Latvian MEP sensationally switches parties

Take note – story published 1 year ago

In an unexpected move that immediately injected interest into Latvia's election season, a Latvian Member of the European Parliament (MEP) has announced that she is switching her party allegiance with immediate effect.

Dace Melbārde, elected to the European Parliament as a representative of the right-of-center National Alliance in 2019 joined the centrist New Unity party on Monday, according to a release on the party website.

Melbarde's accession to New Unity was unanimously supported by the party's board – hardly surprising, as at a stroke it makes them the largest Latvian party in the European parliament with three MEPs. Previously, both New Unity and the National Alliance had two MEPs each, while Harmony also has two, Development/For! has one, and the Latvian Russian Union has one.  

"The decision to join the team of New Unity is the result of lengthy reflection, which was primarily determined by my and the party's shared vision of Latvian and European values ​​and development priorities. This vision is based on Latvia as a national, European and democratic country and a united and educated political nation, the core of which is the Latvian language as the state language, national culture and universal human values," said Melbārde.
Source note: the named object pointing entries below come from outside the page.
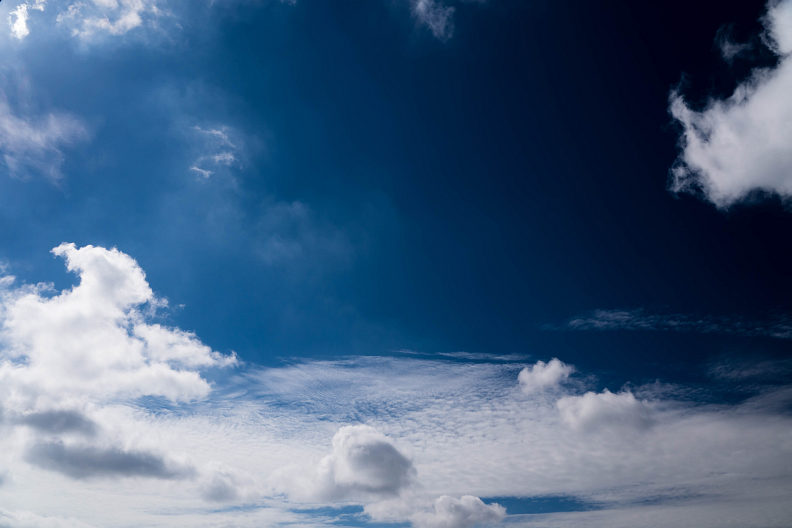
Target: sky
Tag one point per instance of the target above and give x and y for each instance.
(395, 263)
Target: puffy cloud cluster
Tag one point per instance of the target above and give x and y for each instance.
(68, 358)
(464, 512)
(364, 461)
(543, 376)
(741, 144)
(449, 429)
(605, 409)
(93, 342)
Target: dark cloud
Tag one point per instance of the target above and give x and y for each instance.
(82, 462)
(58, 422)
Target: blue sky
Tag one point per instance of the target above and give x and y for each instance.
(420, 262)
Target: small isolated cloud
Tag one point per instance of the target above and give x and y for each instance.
(740, 145)
(543, 376)
(32, 145)
(82, 461)
(592, 411)
(87, 19)
(436, 16)
(729, 49)
(220, 147)
(464, 512)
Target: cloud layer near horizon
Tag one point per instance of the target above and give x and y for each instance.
(408, 439)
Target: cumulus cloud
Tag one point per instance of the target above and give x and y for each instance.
(435, 428)
(18, 17)
(542, 376)
(33, 145)
(86, 461)
(363, 463)
(741, 144)
(605, 410)
(464, 512)
(436, 16)
(92, 341)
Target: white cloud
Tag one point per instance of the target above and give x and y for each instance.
(32, 144)
(18, 17)
(741, 144)
(364, 463)
(779, 327)
(73, 364)
(220, 147)
(90, 18)
(464, 512)
(542, 376)
(93, 341)
(605, 410)
(436, 16)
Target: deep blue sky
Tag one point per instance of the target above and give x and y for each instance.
(458, 195)
(428, 263)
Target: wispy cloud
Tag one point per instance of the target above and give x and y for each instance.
(740, 145)
(436, 16)
(221, 147)
(140, 430)
(779, 327)
(32, 145)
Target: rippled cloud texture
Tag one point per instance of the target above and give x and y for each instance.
(103, 405)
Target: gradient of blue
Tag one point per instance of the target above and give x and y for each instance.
(479, 189)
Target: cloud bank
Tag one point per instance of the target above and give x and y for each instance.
(103, 405)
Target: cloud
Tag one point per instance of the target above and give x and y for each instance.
(542, 376)
(221, 147)
(92, 342)
(32, 145)
(18, 17)
(262, 445)
(87, 19)
(436, 16)
(740, 145)
(363, 463)
(464, 512)
(605, 410)
(80, 462)
(58, 422)
(779, 327)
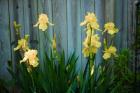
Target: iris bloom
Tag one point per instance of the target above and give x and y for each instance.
(90, 21)
(31, 58)
(91, 45)
(109, 52)
(43, 22)
(22, 44)
(110, 28)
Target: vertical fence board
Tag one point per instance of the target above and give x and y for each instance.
(118, 22)
(60, 27)
(21, 16)
(5, 52)
(125, 22)
(99, 11)
(73, 26)
(34, 34)
(26, 17)
(12, 17)
(109, 10)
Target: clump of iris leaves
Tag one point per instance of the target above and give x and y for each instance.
(58, 75)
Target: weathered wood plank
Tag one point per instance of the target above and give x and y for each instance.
(74, 29)
(12, 17)
(109, 10)
(125, 23)
(5, 48)
(99, 11)
(60, 21)
(26, 12)
(34, 34)
(20, 16)
(118, 22)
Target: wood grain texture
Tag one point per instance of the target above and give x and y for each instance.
(5, 48)
(118, 22)
(60, 21)
(100, 13)
(74, 29)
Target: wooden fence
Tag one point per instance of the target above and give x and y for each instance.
(66, 15)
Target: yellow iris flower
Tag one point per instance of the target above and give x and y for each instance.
(109, 52)
(31, 58)
(110, 28)
(90, 21)
(43, 22)
(22, 44)
(91, 45)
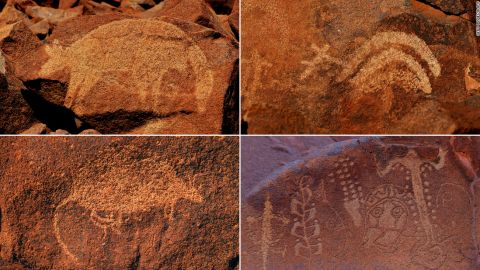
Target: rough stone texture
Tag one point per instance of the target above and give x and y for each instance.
(168, 68)
(16, 115)
(119, 203)
(366, 203)
(380, 66)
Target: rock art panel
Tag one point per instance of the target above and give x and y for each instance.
(326, 74)
(120, 203)
(170, 67)
(370, 203)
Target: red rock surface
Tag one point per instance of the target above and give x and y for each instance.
(119, 203)
(365, 203)
(343, 67)
(169, 67)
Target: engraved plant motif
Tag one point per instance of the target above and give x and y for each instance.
(306, 228)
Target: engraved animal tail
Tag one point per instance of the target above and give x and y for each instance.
(387, 48)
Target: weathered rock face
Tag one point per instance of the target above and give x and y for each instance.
(170, 69)
(119, 203)
(385, 203)
(382, 66)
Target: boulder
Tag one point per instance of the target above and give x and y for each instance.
(182, 90)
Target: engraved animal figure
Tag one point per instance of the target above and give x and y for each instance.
(120, 192)
(173, 66)
(415, 165)
(306, 228)
(386, 217)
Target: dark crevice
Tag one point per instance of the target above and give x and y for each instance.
(51, 114)
(111, 2)
(51, 90)
(145, 6)
(425, 2)
(122, 121)
(231, 105)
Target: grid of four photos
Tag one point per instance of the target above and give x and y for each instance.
(240, 134)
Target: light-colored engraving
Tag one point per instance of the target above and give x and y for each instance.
(352, 190)
(266, 231)
(389, 40)
(321, 58)
(152, 79)
(386, 217)
(383, 49)
(417, 166)
(253, 70)
(121, 192)
(306, 228)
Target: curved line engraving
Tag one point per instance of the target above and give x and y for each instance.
(383, 39)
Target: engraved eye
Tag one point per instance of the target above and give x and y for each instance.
(377, 212)
(397, 211)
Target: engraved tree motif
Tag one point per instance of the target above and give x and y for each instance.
(305, 225)
(266, 231)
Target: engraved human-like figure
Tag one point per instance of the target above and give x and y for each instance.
(386, 217)
(429, 252)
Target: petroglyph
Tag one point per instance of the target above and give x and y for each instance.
(387, 49)
(413, 163)
(120, 192)
(389, 40)
(254, 69)
(306, 227)
(386, 217)
(266, 231)
(151, 79)
(352, 190)
(391, 204)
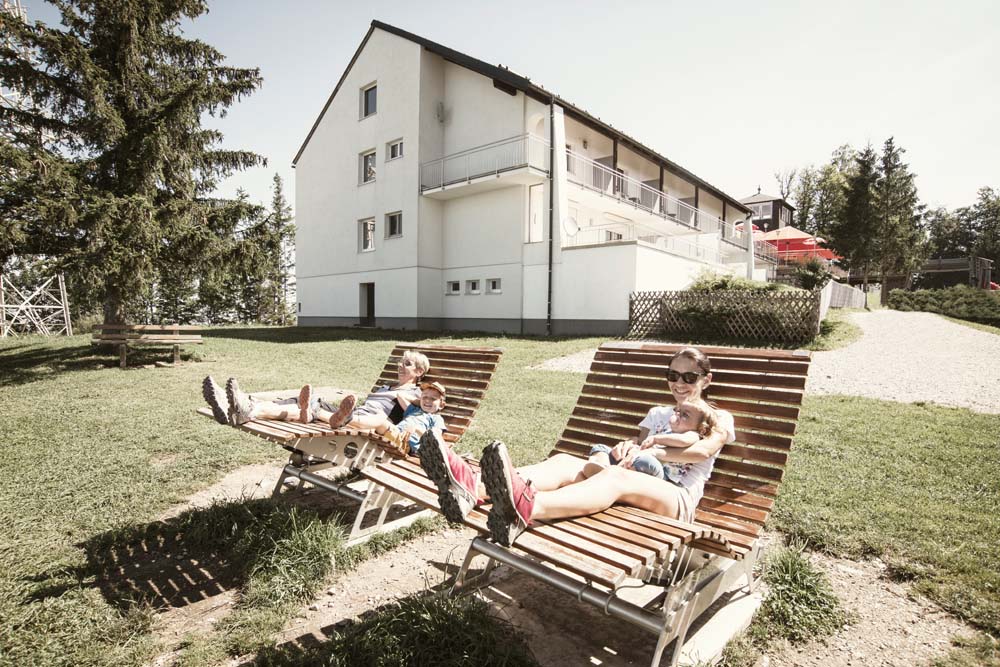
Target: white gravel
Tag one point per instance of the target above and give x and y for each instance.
(910, 357)
(906, 357)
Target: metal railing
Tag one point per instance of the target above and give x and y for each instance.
(525, 150)
(631, 231)
(598, 177)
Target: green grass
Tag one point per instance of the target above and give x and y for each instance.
(836, 331)
(799, 606)
(974, 325)
(914, 484)
(93, 455)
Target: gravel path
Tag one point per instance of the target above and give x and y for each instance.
(906, 357)
(910, 357)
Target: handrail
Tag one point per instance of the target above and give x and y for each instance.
(523, 150)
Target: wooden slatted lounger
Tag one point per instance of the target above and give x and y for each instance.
(687, 565)
(466, 373)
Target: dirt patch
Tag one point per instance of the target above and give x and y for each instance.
(891, 627)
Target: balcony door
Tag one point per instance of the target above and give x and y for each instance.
(367, 305)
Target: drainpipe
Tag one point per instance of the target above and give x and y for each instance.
(552, 206)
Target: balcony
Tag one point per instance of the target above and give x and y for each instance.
(682, 218)
(519, 160)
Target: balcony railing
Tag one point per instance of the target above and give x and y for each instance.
(525, 150)
(620, 231)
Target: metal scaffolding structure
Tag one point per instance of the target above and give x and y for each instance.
(44, 311)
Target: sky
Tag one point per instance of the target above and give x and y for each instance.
(732, 91)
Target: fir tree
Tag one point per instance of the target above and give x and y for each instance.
(853, 233)
(108, 168)
(899, 241)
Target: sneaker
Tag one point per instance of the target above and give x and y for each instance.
(513, 498)
(305, 397)
(344, 411)
(455, 478)
(240, 405)
(216, 399)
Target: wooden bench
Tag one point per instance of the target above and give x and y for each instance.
(149, 335)
(465, 372)
(687, 565)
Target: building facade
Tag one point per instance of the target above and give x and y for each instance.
(436, 191)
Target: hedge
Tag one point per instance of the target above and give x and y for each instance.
(962, 302)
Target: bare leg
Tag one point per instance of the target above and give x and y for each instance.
(554, 472)
(603, 490)
(269, 410)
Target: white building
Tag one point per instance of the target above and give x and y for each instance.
(425, 199)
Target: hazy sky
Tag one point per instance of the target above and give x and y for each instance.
(732, 91)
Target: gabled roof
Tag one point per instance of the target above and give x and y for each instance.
(512, 80)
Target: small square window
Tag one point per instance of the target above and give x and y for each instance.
(367, 167)
(366, 235)
(369, 101)
(394, 150)
(394, 225)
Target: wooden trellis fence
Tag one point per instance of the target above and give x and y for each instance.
(43, 311)
(791, 316)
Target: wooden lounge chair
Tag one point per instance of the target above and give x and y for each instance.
(685, 566)
(465, 372)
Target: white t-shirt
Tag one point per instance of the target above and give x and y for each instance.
(692, 476)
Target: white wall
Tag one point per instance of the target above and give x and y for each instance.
(330, 201)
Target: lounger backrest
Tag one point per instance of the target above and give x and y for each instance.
(465, 372)
(761, 388)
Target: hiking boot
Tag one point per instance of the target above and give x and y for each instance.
(455, 479)
(240, 405)
(344, 411)
(216, 399)
(513, 498)
(304, 400)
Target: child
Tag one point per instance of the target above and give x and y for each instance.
(417, 420)
(682, 426)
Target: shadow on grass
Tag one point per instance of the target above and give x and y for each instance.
(199, 554)
(27, 363)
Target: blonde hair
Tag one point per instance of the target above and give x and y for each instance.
(709, 417)
(420, 361)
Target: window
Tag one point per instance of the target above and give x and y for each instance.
(369, 100)
(367, 167)
(366, 234)
(394, 150)
(394, 224)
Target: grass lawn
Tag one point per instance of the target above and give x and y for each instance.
(93, 455)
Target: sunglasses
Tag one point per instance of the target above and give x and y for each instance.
(688, 378)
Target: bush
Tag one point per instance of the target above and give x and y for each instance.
(811, 274)
(961, 301)
(709, 281)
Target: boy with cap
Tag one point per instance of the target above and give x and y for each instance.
(419, 418)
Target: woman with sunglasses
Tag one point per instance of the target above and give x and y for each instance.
(559, 487)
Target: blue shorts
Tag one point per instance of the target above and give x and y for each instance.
(645, 463)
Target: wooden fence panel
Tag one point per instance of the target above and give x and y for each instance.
(746, 315)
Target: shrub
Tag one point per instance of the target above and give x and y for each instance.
(709, 281)
(961, 301)
(811, 274)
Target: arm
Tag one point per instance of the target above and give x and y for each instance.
(671, 440)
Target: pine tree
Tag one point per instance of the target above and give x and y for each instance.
(899, 242)
(108, 169)
(853, 234)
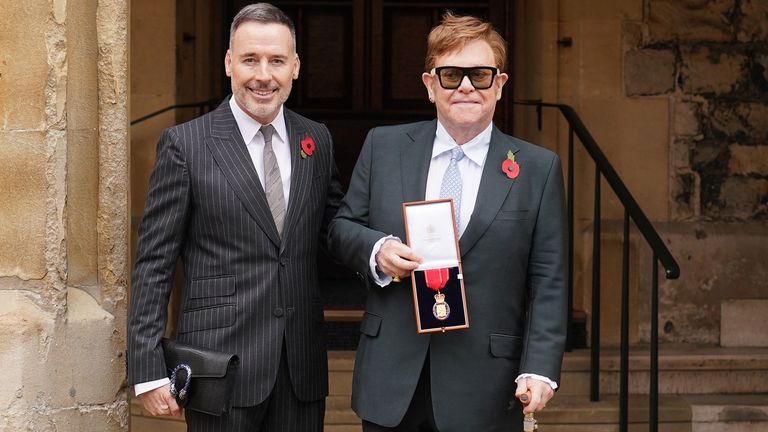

She signalled that she had no intention of laying aside her mandate, adding: "As a member of the New Unity party, I will continue my work in the European Parliament." Her decision will also mean that the European People's Party gains a seat at the expense of the European Conservatives and Reformists.  

Inevitably, the move was welcomed by New Unity's Prime Minister Krišjānis Kariņš who said Melbārde's "political maturity is and will be important both in Latvia on a national scale and for our even stronger representation in the European Parliament."

However, the defection was met with a disappointed response from her hitherto colleague in the European Parliament, Roberts Zīle of the National Alliance. He politely stopped short of direct condemnation of the move but said on Twitter that while he valued party loyalty, he also maintained respect for those former members who had contacted him in advance to explain why they were leaving – a hint perhaps that it did not happen in this case. Nevertheless he stated his readiness to continue working alongside Melbārde in the national interest. 

Before becoming an MEP. Melbārde was appointed as a non-party-affiliated culture minister in October 2013 in the government of Valdis Dombrovskis (New Unity), replacing Zanete Jaunzeme-Grende (National Alliance). She stayed on as culture minister in the government of Laimdota Straujuma (New Unity) in 2014 and in Māris Kučinskis' (Greens/Farmers) government in 2016.

Melbārde joined the National Alliance in February 2014 and was elected to the EP in May 2019.

The next European Parliament elections will take place in 2024. Before that, on October 1 this year, New Unity and the National Alliance will be among the parties locking horns in Saeima elections.